Critical GoAnywhere bug exploited in ransomware campaign.
Microsoft has discovered a vulnerability, tracked as CVE-2025-10035, in Fortra's GoAnywhere Managed File Transfer (MFT) software. The vulnerability, rated a maximum CVSS score of 10.0, lets attackers bypass license signature verification and achieve remote code execution on vulnerable systems. This exploitation requires no authentication if the attacker can forge or intercept a valid license response, creating significant risk to internet-facing instances.
Microsoft linked this zero-day vulnerability to Storm-1175, which has previously used legitimate remote monitoring tools, network scanners, and Cloudflare tunnels for command-and-control before deploying Medusa ransomware. Forta previously patched the flow on September 18; however, hundreds of GoAnywhere servers remain exposed.
Microsoft has urged immediate patching, network perimeter reviews, and running endpoint defenses in block mode.
Redis warns of a critical flaw allowing remote code execution.
A Redis vulnerability, tracked as CVE-2025-49844, allows attackers to gain remote code execution on affected systems. The flaw, rated CVSS 10.0, stems from a bug in Redis' Lua scripting feature, which is enabled by default. Authenticated attackers can exploit the flaw to escape the Lua sandbox, trigger memory corruption, and establish a reverse shell for persistent access.
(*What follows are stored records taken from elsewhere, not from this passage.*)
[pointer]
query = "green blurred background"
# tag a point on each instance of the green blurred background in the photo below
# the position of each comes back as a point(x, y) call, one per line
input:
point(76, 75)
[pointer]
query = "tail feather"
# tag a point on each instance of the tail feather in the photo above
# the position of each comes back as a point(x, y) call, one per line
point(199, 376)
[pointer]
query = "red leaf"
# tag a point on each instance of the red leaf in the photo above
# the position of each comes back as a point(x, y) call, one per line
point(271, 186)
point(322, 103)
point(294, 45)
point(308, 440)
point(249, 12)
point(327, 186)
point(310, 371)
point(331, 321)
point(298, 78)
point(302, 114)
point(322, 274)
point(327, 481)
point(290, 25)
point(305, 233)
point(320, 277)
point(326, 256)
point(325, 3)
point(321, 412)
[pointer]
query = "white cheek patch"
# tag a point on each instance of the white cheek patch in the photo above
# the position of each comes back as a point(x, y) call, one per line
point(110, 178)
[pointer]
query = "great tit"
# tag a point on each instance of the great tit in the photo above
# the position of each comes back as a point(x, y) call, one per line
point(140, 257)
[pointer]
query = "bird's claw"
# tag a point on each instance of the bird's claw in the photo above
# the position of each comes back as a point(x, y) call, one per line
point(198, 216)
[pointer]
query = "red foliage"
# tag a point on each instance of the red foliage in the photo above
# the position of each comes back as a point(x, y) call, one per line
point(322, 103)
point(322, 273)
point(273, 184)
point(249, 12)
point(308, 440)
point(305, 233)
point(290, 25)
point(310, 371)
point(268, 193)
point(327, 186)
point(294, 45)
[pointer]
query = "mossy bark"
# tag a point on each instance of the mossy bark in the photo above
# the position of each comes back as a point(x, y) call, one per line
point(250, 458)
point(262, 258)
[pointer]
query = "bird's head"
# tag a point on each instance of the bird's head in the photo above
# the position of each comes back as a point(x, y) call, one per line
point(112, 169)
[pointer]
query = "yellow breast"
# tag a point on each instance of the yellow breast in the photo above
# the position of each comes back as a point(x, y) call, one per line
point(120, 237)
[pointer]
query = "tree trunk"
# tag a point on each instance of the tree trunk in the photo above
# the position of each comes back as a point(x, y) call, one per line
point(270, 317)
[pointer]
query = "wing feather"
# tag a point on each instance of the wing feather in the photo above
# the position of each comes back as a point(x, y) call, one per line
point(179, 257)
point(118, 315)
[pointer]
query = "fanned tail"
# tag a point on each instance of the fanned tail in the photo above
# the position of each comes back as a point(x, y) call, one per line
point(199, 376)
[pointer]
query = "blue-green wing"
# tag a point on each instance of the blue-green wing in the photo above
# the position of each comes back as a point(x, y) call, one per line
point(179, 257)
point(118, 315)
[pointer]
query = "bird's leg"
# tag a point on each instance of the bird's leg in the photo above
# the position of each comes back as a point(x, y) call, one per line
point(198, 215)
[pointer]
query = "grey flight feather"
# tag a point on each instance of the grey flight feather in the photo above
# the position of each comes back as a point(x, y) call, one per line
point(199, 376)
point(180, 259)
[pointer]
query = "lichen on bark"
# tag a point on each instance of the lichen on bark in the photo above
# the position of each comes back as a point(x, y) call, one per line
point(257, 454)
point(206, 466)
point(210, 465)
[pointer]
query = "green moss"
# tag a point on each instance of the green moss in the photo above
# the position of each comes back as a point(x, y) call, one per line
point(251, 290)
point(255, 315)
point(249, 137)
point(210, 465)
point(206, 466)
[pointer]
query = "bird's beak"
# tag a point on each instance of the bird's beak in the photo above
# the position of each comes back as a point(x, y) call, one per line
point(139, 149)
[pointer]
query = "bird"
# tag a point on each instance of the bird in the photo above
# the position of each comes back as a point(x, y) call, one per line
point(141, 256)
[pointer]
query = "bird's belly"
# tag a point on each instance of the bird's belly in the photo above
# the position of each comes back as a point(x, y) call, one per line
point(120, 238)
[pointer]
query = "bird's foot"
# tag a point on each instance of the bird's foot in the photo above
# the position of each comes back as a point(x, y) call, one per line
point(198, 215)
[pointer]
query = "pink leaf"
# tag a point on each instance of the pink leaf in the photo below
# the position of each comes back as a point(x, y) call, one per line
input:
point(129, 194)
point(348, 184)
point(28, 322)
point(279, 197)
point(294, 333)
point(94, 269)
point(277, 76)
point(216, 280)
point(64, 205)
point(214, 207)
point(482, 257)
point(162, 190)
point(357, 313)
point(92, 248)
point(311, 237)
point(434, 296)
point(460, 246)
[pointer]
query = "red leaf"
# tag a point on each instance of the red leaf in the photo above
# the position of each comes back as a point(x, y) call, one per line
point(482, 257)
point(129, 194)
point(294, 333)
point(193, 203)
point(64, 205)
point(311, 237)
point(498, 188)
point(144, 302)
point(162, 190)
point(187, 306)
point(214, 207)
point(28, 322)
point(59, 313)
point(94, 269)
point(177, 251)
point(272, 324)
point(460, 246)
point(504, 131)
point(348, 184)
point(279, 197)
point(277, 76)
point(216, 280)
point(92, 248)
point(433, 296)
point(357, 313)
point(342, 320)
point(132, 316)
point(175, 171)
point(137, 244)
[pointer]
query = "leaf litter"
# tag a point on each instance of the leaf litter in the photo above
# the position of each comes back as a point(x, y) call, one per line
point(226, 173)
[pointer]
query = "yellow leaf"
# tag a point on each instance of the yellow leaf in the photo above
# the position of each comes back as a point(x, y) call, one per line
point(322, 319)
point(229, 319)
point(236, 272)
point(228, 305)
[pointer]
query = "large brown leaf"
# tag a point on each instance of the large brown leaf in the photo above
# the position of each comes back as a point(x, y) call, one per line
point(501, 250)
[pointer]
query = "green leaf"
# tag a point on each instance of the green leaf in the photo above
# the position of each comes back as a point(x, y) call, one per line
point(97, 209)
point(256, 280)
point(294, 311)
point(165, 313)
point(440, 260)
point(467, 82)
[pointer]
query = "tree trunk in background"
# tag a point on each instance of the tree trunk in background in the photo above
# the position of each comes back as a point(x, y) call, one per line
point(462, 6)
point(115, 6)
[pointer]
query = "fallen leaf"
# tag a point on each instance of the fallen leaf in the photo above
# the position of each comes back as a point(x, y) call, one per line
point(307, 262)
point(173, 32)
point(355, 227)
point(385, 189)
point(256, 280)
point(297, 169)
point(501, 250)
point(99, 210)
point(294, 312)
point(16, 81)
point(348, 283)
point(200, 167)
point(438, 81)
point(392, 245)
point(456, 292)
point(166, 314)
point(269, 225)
Researchers at Wiz have dubbed the vulnerability "RediShell" and warned that over 330,000 Redis instances are exposed online, with at least 60,000 requiring no authentication. Exploited systems risk data theft, ransomware, or cryptomining. Redis has issued patches for all supported versions and urges immediate updates.
Chinese hackers infiltrated a major law firm.
Williams & Connolly informed its clients that their computer systems had been infiltrated and that the attackers may have been able to access client emails. Sources believe that the attack may involve more than a dozen victims. The FBI's Washington field office is assisting in investigating the incident, and the law firm has engaged CrowdStrike and outside counsel Norton Rose Fulbright to assist with the response. Additionally, the firm stated that the intrusion has been contained. In a statement, the firm wrote, "Importantly, there is no evidence that confidential client data was extracted from any part of our IT system, including from databases where client files are stored. We have taken steps to block the threat actor, and there is now no evidence of any unauthorized traffic on our networks."
The attackers reportedly accessed email accounts through a zero-day vulnerability. According to Mandiant, the campaign aligns with a larger Chinese espionage effort seeking intelligence on US national security and trade issues.